Fra le sontuose fastigia architettoniche del passato e le rovine del presente, fra la bellezza struggente di taluni scorci naturali e le insidie delle sabbie mobili, fra la grazia di alcuni volti e il terrore che ancora si legge nello sguardo di alcuni testimoni del recente passato, non vi è contraddizione. Di tutto ciò è capace l’uomo – dell’arte sublime e delle abiezioni della violenza, del sorriso e del pianto.
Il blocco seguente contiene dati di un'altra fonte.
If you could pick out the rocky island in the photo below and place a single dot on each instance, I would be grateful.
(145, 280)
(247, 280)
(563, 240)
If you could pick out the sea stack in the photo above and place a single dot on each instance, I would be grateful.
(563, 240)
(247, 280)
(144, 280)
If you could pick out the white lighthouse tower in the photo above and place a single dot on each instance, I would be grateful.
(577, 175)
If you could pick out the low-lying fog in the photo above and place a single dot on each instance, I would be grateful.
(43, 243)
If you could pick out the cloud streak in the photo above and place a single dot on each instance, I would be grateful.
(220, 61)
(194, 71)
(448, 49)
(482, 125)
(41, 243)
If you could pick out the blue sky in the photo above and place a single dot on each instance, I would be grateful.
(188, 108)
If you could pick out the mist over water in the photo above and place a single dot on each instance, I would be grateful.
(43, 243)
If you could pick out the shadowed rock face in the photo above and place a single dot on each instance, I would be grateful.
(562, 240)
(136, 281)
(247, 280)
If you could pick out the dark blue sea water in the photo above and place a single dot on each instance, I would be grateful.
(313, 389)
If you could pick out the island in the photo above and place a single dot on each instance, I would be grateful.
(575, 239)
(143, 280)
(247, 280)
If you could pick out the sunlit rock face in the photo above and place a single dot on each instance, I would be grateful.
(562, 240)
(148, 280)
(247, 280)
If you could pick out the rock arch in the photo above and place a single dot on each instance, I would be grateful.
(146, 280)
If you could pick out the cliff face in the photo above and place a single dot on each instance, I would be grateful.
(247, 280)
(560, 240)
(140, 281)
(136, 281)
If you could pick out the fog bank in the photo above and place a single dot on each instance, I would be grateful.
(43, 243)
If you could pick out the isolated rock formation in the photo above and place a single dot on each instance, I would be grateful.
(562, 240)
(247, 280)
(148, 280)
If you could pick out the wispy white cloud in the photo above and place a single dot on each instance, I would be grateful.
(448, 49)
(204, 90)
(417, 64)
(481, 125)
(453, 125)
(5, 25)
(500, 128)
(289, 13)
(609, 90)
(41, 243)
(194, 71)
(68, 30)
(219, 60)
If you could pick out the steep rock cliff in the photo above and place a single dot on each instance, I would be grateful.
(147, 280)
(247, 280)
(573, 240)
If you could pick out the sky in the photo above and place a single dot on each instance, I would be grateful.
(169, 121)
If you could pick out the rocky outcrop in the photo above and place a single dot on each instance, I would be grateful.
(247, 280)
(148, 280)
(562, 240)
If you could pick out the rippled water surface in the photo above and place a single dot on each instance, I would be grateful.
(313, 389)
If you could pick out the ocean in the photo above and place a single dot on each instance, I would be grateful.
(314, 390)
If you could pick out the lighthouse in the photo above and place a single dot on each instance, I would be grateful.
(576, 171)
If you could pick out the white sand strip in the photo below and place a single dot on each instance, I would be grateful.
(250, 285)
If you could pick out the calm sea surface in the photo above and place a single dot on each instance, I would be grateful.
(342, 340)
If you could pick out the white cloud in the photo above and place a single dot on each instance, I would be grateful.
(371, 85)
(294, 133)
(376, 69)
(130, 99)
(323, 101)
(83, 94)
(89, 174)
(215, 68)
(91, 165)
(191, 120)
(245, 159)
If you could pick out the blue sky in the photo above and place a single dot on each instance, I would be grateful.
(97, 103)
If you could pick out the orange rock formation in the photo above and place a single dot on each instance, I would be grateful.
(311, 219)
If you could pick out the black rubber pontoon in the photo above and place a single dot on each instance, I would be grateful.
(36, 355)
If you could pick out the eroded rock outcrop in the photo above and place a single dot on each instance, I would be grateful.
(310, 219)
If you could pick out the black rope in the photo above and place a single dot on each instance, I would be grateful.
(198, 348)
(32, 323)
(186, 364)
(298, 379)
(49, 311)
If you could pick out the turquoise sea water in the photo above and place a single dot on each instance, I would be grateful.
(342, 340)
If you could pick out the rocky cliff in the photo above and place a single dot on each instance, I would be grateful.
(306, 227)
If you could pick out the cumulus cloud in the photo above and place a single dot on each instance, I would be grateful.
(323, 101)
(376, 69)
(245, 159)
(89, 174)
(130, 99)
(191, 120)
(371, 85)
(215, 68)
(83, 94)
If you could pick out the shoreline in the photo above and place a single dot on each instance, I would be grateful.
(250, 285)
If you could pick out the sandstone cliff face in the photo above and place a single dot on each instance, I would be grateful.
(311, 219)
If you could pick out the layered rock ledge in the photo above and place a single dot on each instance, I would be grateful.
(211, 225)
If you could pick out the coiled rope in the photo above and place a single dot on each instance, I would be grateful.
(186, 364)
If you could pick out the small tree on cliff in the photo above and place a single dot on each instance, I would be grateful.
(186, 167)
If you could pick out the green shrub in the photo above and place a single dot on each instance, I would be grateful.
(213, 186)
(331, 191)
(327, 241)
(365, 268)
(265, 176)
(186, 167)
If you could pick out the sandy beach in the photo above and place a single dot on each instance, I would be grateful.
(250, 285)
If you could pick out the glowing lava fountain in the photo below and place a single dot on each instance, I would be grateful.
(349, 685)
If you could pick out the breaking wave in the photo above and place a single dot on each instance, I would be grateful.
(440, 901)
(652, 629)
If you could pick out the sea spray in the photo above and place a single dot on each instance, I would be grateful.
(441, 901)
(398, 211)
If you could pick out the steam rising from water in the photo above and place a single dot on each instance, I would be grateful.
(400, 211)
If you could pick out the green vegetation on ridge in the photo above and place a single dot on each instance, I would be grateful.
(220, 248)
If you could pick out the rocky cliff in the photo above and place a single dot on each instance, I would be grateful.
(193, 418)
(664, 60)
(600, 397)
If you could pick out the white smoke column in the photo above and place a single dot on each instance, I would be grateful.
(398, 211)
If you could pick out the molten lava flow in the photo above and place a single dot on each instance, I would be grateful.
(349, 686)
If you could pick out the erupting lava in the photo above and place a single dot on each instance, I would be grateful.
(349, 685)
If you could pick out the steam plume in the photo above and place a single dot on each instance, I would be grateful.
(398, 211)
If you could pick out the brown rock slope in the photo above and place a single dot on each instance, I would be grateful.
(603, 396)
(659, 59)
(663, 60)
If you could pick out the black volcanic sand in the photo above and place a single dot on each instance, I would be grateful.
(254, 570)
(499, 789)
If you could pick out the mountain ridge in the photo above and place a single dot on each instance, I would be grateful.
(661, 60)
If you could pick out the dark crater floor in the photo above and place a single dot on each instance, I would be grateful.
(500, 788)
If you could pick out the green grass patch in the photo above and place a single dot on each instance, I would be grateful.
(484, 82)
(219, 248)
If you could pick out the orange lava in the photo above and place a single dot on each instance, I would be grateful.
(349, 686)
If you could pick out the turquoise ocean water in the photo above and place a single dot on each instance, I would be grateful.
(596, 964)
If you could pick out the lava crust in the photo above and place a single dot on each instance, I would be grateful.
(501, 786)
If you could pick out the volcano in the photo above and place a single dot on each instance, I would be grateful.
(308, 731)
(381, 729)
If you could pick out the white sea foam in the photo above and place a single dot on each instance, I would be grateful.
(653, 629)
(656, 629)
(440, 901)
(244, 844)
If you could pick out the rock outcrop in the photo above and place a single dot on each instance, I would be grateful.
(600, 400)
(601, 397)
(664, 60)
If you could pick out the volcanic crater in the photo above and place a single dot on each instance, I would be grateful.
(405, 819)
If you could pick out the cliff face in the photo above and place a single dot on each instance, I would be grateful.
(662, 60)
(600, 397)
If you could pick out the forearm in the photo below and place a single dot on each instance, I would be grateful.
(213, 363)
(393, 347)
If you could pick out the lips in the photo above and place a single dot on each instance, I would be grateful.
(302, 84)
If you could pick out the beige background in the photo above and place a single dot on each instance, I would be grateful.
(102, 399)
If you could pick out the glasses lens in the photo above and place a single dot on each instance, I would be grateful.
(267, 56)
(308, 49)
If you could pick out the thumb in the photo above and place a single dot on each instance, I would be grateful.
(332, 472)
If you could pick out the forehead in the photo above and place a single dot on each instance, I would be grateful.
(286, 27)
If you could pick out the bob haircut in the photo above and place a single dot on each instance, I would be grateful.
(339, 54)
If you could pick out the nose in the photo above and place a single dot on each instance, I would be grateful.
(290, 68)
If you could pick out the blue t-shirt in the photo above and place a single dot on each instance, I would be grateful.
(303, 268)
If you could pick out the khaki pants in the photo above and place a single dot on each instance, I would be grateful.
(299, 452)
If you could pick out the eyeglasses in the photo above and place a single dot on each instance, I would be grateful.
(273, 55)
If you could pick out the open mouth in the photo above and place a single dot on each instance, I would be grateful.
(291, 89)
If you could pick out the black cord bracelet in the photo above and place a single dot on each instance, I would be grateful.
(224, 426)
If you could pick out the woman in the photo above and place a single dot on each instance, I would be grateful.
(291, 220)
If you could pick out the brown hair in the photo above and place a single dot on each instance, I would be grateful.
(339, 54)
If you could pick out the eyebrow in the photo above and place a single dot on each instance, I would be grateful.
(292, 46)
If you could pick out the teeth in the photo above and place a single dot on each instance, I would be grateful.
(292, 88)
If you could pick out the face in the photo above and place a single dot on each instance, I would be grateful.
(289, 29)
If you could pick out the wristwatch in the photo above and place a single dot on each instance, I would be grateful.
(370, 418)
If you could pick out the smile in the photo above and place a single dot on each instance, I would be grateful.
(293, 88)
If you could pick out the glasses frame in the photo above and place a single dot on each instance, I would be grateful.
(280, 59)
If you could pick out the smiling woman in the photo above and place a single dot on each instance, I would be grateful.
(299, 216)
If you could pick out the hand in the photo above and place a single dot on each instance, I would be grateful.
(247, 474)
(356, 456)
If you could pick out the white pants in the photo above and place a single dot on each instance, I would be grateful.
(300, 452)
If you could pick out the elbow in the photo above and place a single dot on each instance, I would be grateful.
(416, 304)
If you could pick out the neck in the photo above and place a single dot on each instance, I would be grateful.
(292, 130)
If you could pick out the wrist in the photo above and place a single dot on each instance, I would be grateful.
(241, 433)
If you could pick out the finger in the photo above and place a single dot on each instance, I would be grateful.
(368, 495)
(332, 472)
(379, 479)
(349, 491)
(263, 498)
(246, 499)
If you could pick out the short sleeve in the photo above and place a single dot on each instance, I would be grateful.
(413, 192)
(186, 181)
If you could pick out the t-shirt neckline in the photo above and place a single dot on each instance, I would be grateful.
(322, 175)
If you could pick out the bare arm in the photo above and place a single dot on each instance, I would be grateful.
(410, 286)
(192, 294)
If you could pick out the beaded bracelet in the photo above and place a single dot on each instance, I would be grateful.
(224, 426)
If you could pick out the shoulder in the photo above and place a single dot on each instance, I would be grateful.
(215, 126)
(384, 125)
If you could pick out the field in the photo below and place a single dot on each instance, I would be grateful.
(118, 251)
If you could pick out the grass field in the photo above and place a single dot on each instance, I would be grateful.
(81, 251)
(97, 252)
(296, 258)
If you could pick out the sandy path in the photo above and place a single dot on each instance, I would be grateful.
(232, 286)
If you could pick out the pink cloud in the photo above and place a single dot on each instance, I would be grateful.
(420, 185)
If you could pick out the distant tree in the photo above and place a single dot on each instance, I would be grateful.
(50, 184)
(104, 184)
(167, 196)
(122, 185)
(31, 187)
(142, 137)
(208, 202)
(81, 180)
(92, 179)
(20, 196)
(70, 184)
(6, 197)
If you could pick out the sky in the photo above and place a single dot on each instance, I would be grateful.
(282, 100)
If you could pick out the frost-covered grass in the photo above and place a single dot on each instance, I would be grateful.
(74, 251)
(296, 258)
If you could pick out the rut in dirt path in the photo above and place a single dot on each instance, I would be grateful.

Sì perché, come scriveva Sofocle, “Molte sono le cose terribili, ma fra tutte la cosa più terribile è l’uomo”. Le foto di Maurizio rendono visibile questo enigma, senza l’arrogante pretesa di spiegarlo. Disegnano con la luce, evidenziano col chiaroscuro, questo inestricabile intreccio di bene e male, di grandezza e miseria, di amore e violenza, che è l’uomo. Di fronte alla costitutiva e insuperabile ambivalenza dell’umano, la scrittura con la luce di Maurizio si arresta assorta e insieme commossa. Quale suggello di questa esplorazione delle straordinarie  potenzialità positive, e insieme degli abissi di negatività, che caratterizzano la condizione umana, resta una foto, uno scatto, un’immagine. E’ quella – bellissima - di una bambina, in procinto di sbocciare nell’adolescenza. La delicatezza dei lineamenti, lo sguardo intenso, il silenzio che la circonda, esprimono con grande efficacia la consapevolezza dei limiti invalicabili di ogni esperienza umana. Ma atteggiano anche, nella profondità di quegli occhi, il balenare vivo e penetrante della speranza.